Why she has come back is explained fairly quickly. She has found out that Ulysses is gravely ill and there are things that need to be said. “Just because you leave somebody,” Emma declares, “doesn’t mean you’re not in a relationship.” Why she left is the greater mystery, revealed as the play’s layers are peeled back, not unlike the onion Emma works on as she fixes a sandwich (metaphors, many metaphors).
White has an enviable talent for letting his characters disclose their back stories in the natural course of their conversation. Ulysses, a poet and college professor, drank too much, smoked too much and, when Emma left him, fell apart, lost his job and has wallowed in grief and pain ever since. Emma fled to the East Coast, married another professor of poetry, gave up her career for parenthood, and has left her husband just as suddenly as she left Ulysses.

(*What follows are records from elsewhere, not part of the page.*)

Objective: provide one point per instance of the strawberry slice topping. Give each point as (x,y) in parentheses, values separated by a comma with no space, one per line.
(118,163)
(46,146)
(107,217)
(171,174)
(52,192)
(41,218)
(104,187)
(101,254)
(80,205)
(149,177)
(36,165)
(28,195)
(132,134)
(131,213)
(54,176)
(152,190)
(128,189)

McWilliams and Mountain are so in synch that it’s difficult to talk about one’s performance without discussing the other’s. Through stance and voice, McWilliams shows how Ulysses’ hurting transcends the merely physical. Through touch, through movement, Mountain conveys Emma’s willingness to assuage before she can acknowledge it verbally.
The play could remain fairly static and still work, but the actors and director Guy Sanville present a masterpiece of blocking and exquisite timing. Bartley H. Bauer’s grubby set, Dana L. White’s lighting atmospheric, Suzanne Young’s down-home costumes, Tom Whalen’s well-placed, natural sounds (sizzling meat, a running shower…) and Danna Segrest’s props all contribute to the sense that we’re eavesdropping on something real.
As for the title, Ulysses talks about the first expedition to reach the peak of Annapurna, in the 1950s. The climbers made it, but the casualties were horrific. You may be pondering that long after the play ends.